Волк рухнул кошке под ноги, приложившись грудью на собственную секиру — его голову в шлеме насквозь прошел осмиевый болт, драгоценное сокровище Люциферы.
Ева присела на дно клетки на подкошенных ногах, ее все еще била дрожь.
— Пришла, пришла, пришла, — сорвавшимся голосом хрипела она. Пришла и спасла кошку от неминуемой смерти. Прекрасная Люция, добрая Люция, верная Люция. От охватившей ее радости паучонок вытирала слезы и сильнее прижимала к груди клубок паутины. Всхлипнула, громко шмыгнув носом, и уткнулась лбом в клетку. Спасена.
На краю каньона стояла Люция, отточенными движениями взводила арбалет, уперев его стременем в землю, и стреляла. Снова и снова. Она знала, что исключительно ангельский метод ведения боя, с неба, беспроигрышен практически всегда. Не жалела сил и разила всех, кто мог ранить кошку издалека, и волки с алебардами, секирами, пиками исчезали в потоке товарищей.
Химари кивнула, перехватив мечи удобнее, и одним из клинков указала в сторону Евы и лошадей. Волков не становилось меньше, но был шанс сбежать.
Люция прикинула расстояние. Единственным выходом было — поверху добраться до гейзера и спрыгнуть к коням, забрать обоих, Химари и Еву, и унестись отсюда как можно дальше.
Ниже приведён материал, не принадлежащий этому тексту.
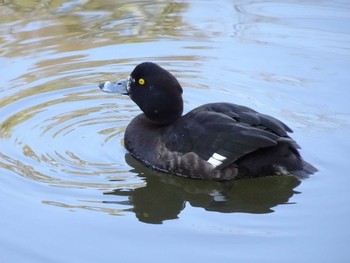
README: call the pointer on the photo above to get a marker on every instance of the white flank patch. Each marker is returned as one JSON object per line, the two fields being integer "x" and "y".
{"x": 216, "y": 159}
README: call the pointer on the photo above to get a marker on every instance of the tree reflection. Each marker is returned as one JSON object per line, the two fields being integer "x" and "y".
{"x": 165, "y": 196}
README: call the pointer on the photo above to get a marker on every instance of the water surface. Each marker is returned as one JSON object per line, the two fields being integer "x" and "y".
{"x": 70, "y": 192}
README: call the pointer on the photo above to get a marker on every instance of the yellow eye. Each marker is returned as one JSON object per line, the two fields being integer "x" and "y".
{"x": 141, "y": 81}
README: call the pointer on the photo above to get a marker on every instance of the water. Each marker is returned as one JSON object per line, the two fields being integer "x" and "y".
{"x": 69, "y": 190}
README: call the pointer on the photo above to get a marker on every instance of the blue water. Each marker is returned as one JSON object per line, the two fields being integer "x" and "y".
{"x": 70, "y": 192}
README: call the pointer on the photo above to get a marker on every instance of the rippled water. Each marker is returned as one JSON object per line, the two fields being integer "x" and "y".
{"x": 69, "y": 190}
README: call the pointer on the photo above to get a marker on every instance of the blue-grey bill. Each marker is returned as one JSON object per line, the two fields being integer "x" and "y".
{"x": 119, "y": 87}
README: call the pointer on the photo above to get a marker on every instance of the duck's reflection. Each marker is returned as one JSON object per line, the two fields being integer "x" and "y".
{"x": 164, "y": 196}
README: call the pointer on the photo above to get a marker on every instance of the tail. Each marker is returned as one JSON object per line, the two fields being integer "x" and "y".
{"x": 306, "y": 170}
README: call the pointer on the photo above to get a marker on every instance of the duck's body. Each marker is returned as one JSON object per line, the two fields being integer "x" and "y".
{"x": 215, "y": 141}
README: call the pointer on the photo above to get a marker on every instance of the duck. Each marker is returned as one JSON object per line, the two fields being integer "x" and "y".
{"x": 215, "y": 141}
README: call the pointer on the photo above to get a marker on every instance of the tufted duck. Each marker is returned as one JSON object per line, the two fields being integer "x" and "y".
{"x": 219, "y": 141}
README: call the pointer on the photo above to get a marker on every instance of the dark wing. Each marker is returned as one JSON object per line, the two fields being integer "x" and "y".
{"x": 221, "y": 133}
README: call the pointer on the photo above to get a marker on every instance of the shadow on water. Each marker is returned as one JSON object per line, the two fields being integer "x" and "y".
{"x": 165, "y": 196}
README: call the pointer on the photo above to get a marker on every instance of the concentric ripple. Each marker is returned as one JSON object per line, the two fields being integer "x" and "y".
{"x": 68, "y": 137}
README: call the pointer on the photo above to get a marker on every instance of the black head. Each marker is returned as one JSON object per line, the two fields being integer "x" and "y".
{"x": 157, "y": 92}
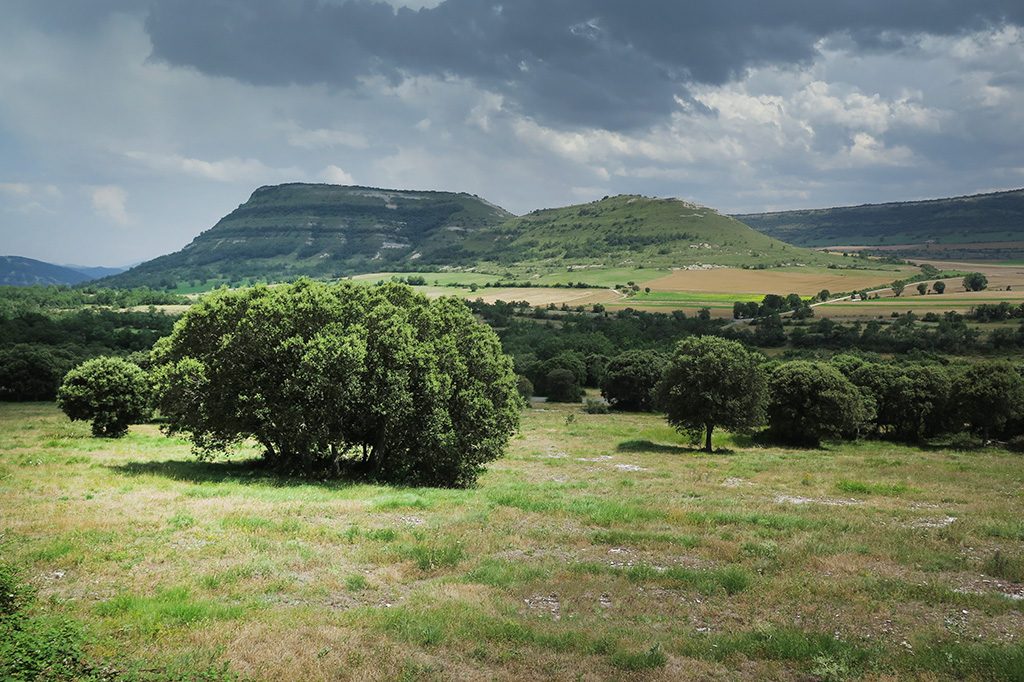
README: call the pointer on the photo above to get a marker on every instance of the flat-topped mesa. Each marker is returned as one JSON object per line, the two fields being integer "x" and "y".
{"x": 326, "y": 230}
{"x": 293, "y": 229}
Все звенело, скрежетало, свистело. Бескрылая только и успевала, прыгая по камням, изредка отстреливать самых надоедливых волков, вдруг решивших на отчаянный поступок — забраться по крутому склону. Химари была совсем близко, прямо под ногами, и Люция старательно расчищала ей дорогу, высматривая место для прыжка. Лиловые клинки рвали и кромсали, звеня и разгораясь все сильнее от пролитой крови. Люция мельком глянула на клетку, Ева пыталась открыть дверцу, сосредоточенно выискивая снаружи хоть какой-то засов или замок.
Защелкнув арбалет за спиной, Люция спрыгнула с края каньона и, изрядно проскользив по крутому склону, едва успела затормозить у кучкующихся лошадей и не получить копытом в грудь. Животина жалась друг к другу, но совершенно молча, по привычке. Дело было за малым — спасти Еву, чтобы Химари пошла за ней до самого райского сада.
— Люция! — вскрикнула Ева, вжавшись в клетку всем телом.
И бескрылая обернулась, с удивлением обнаружив за спиной дикого волка, припавшего на лапы для прыжка. Пока он решался, вгрызться ли ей в горло или схватить за ногу, она успела с размаху пнуть его в нос и тут же приложить пяткой в темечко. Нервно развернулась, но всех волков взяла на себя Химари — на кошку псы бросались особенно рьяно. Собравшись с мыслями, Люция лихо забралась на первого попавшегося коня, без седла это было весьма затруднительно. Фыркнув под нос, перехватила поводья и сильнее сжала ногами бока лошади.
— Пошла! — ударила пятками, на ходу вытащила арбалет и, намотав поводья на руку, зарядила снова.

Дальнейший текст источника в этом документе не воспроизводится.